Reduction in suicide rate is not due to the work of government but of NGOs

Dear Editor,

 

The Caribbean Voice notes an article in a section of the local media in which PAHO’s Dr Adu-Krow, is quoted as saying that the suicide rate in Guyana has  “plummeted to 20.6 per 100,000 people.” Actually WHO figures indicate a rate of 30.6 and a global ranking of number two. Perhaps Dr Adu-Krow was misquoted. Not that we’re not thrilled by the significant reduction from 44.2 in 2012 and a global ranking of number one, but we are bemused by the implication that this reduction is due to the work of the Government of Guyana (GOG). Actually, this reduction is due much more to the work of NGOs like The Caribbean Voice (TCV) and very little to GOG efforts.

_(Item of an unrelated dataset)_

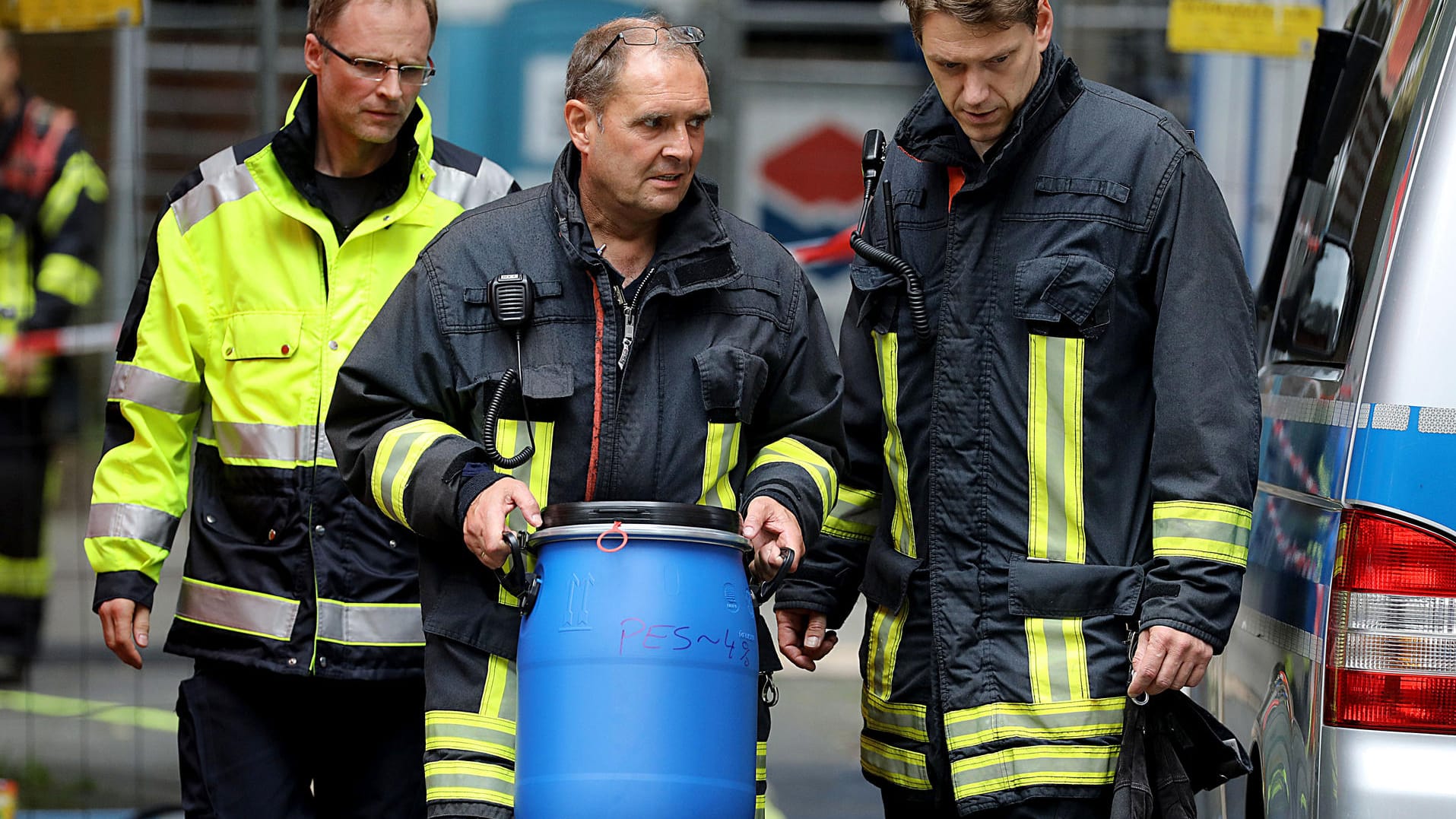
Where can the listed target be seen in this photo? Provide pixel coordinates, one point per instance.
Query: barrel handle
(766, 589)
(520, 583)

In fact TCV has an ongoing campaign organized and run by almost 70 volunteers in and out of Guyana, built on five pillars ‒ training, information dissemination and awareness building, lobbying and advocacy, counselling interventions (over 300 cases in three years) and building stakeholders collaborations (such as with Annual National Anti-Violence Candlelight Vigil to mark World Suicide Prevention Day, Sept 10) – and includes five different workshops: youth & students, teachers, community outreach, train the trainer and  employee.  Seven dedicated sub groups in six regions (with plans to set up same in the other four regions) managed by a passionate leadership committee, ensures that our work is continual, ongoing, holistic, collaborative, and comprehensive. For example, two mental health outreaches and three workshops in three regions in August partly typify what we do on a monthly basis.

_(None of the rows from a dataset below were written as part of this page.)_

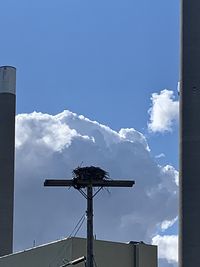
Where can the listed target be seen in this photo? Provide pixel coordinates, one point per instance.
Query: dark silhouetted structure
(189, 216)
(7, 148)
(89, 177)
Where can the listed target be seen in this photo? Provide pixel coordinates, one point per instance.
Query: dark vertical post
(189, 215)
(89, 226)
(7, 148)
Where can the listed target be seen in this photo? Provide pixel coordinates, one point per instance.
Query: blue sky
(102, 59)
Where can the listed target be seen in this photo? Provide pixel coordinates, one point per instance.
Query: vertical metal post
(89, 226)
(7, 152)
(189, 215)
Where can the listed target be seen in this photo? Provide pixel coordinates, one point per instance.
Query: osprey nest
(90, 173)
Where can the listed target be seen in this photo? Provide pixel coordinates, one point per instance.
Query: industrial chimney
(189, 216)
(7, 148)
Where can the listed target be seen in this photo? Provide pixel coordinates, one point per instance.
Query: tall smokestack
(189, 235)
(7, 148)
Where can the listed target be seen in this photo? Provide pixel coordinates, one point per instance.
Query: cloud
(164, 111)
(50, 146)
(167, 247)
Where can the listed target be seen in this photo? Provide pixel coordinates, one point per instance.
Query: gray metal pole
(89, 226)
(189, 215)
(7, 148)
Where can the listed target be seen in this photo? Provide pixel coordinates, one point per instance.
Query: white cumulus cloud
(50, 146)
(163, 112)
(167, 247)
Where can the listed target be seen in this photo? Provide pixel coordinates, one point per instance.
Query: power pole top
(87, 178)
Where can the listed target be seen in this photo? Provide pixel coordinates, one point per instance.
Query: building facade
(106, 254)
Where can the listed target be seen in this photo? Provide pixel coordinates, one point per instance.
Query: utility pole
(189, 214)
(88, 178)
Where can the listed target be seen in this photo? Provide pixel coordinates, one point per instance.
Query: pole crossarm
(87, 178)
(84, 183)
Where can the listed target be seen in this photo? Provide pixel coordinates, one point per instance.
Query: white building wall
(107, 254)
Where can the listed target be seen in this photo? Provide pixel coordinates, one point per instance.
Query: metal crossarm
(87, 178)
(94, 183)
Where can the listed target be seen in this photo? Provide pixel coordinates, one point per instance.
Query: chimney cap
(7, 79)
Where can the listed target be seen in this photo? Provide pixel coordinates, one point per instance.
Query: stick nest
(90, 173)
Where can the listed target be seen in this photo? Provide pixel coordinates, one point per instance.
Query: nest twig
(90, 173)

Meanwhile, we commend doctors being trained in WHO’s Mental Health Gap Action Programme (mhGAP), but WHO has actually strongly advocated integration of mental health care into the current primary health care system as being critical to address mental health issues, including suicide. The training of doctors is just the start of such a process, and by itself has a negligible impact. As WHO itself pointed out, “Successful scaling up is the joint responsibility of governments, health professionals, civil society, communities, and families, with support from the international community. The essence of mhGAP is building partnerships for collective action”;  in other words, an integrated health care system and concerted collaboration, by all stakeholders.

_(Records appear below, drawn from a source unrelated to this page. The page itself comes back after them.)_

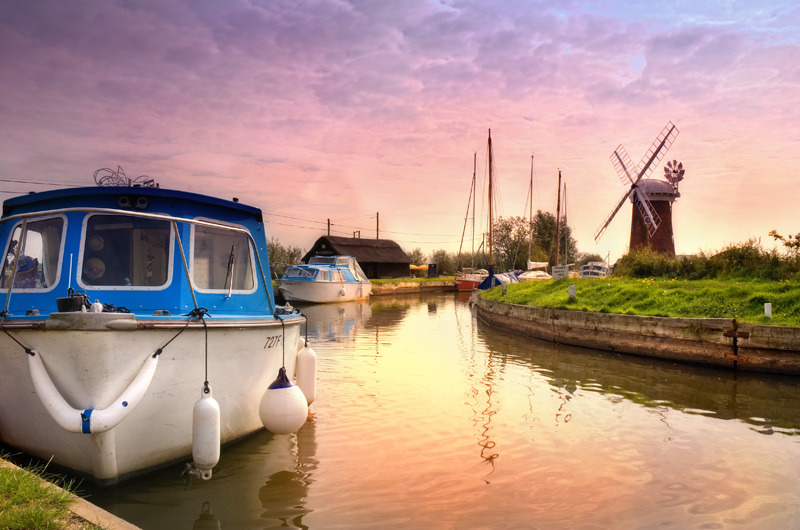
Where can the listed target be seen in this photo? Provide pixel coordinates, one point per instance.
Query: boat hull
(323, 292)
(91, 369)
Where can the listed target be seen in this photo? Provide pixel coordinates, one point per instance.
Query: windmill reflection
(285, 492)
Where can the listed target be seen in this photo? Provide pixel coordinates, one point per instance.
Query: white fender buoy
(205, 433)
(283, 408)
(306, 372)
(89, 421)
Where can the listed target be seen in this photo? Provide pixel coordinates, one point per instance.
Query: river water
(428, 419)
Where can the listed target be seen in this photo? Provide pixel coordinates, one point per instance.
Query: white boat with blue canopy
(325, 279)
(123, 307)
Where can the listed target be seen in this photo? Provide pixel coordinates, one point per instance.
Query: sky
(368, 113)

The article goes on to talk about vaguely defined ‘suicide deterrent’ measures that we have heard about before. However, given that the government rejected something as fundamental as decriminalizing attempted suicide because supporting the bill would have meant that the opposition would get credit, explains quite clearly that government actions are premised on gaining political mileage rather than genuinely addressing suicide and mental health in general.

So we wonder whether that is why the Suicide Prevention and mental health plans drafted under the previous government and subsequently fine-tuned by officials of the Ministry of Health, have been shelved by the current government. In any case, the Caribbean Voice has continually pointed to the following as a basket of measures for effective implementation:

Counsellors in schools, which must be taken off the back burner and urgently acted on. Our suggestion is that the Diploma in Counselling should be reintroduced by UG (both campuses) and offered weekends to teaching staff and full time to retired teachers, who can then be placed in schools after completing the training.

Psychologists at all public health care institutions, which would necessarily have to be incremental.

The Gatekeepers’ Programme, also be taken off the backburner, to enhance community health care and ensure proactive first responders to save lives and tackle abuse.

A programme modelled after Sri Lanka’s highly successful Hazard Reduction Model to tackle pesticide suicide, instead of a piecemeal, ad hoc approach.

Urgent renovation of the National Psychiatric Institution and establishment of psych wards at all health care institutions to ensure in-patient services.

Wide and continuous promotion of the suicide helpline and inclusion of priests from the major religions to talk to callers.

Meanwhile we applaud efforts to incorporate important mental health topics into the Health and Family Life Education syllabus in secondary schools but we wonder whether teachers would be trained to not only deliver the content but also identify mental health issues and provide access/help. Otherwise, merely providing the information to students becomes an exercise in futility.

We must point out that at a meeting with Ministry of Education (MOE) officials last year, our Youth & Student Workshop was endorsed and we were told that it would be included in the Health and Family Life Education syllabus and facilitated by MOE. Our repeated attempts for follow up meeting to formalize this have elicited no responses. This workshop (also endorsed by the Child care Protection Agency which has also offered support) has already been offered to numerous private schools and a number of youth groups and has been very well received as (like all our workshops) it not only offers information, but is interactive, user friendly and easily understandable, eminently functional, and provides strategies that can be immediately used.

A similar workshop for teachers offers them the tools to follow up on content delivery. As well our ‘Classroom Management Without Corporal Punishment’ workshop for teachers offered to the government, pro bono, has not, to date been accepted. This workshop follows up on the Teachers’ Workshop.